Com serena decisão, Livingston autorizou:
— Continue a investigar. Peço-lhe que procure desmascarar o autor desse crime. Gostaria de lhe pôr a mão em cima.
— Confie em mim. Tenho verdadeiro empenho em solucionar este caso.
Livingston acompanhou-o até à porta.
— Se isto tem a importância que julgo, tome cuidado. Abilene é uma terra selvagem e você foi criado no Este.
— Há dois anos que estou aqui.
— Eu fui um dos fundadores desta cidade e ainda não me acostumei a ela. Não acredite demasiado na sua força, nem no respeito que os outros tenham pela Lei. Lembre-se do seu pai. Ele confiou demasiado em si mesmo e um dia encontraram-no...
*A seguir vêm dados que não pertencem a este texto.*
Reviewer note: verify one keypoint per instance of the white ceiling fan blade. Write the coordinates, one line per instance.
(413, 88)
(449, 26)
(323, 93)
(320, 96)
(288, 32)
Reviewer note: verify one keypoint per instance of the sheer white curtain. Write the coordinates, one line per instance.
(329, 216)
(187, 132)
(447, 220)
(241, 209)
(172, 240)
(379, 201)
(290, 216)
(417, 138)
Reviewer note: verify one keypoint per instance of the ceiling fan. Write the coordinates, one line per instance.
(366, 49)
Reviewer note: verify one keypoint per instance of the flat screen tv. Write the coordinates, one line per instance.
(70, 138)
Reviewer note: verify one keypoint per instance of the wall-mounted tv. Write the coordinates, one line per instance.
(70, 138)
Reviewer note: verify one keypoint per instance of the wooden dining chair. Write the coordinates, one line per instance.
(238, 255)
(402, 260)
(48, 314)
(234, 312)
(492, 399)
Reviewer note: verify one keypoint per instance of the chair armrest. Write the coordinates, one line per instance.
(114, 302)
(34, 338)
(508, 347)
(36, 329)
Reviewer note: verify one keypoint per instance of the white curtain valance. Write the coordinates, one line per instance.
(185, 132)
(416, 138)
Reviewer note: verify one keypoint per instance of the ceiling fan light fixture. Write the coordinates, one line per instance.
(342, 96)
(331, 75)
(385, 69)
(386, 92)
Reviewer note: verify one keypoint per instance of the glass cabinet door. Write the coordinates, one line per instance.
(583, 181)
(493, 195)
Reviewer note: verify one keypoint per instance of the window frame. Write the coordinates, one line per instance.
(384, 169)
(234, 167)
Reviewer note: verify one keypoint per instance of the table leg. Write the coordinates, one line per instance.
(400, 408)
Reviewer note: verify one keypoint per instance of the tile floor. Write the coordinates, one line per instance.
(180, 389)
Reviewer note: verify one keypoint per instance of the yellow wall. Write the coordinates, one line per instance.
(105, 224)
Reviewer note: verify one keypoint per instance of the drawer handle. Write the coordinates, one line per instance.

— Não continue—disse com voz rouca, Shelby.—Nunca poderei esquecer o seu cadáver ensanguentado. E não o poderei olvidar, enquanto não apanhar quem o matou.
— Julgo que não o conseguirá. Ninguém viu e ninguém sabe nada. O assassino foi prudente e audaz.
— Apesar disso, a sua morte favoreceu alguém. Saber quem, será o suficiente. E hei-de consegui-lo.
Livingston despediu-se do rapaz, com uma sombra de preocupação no rosto.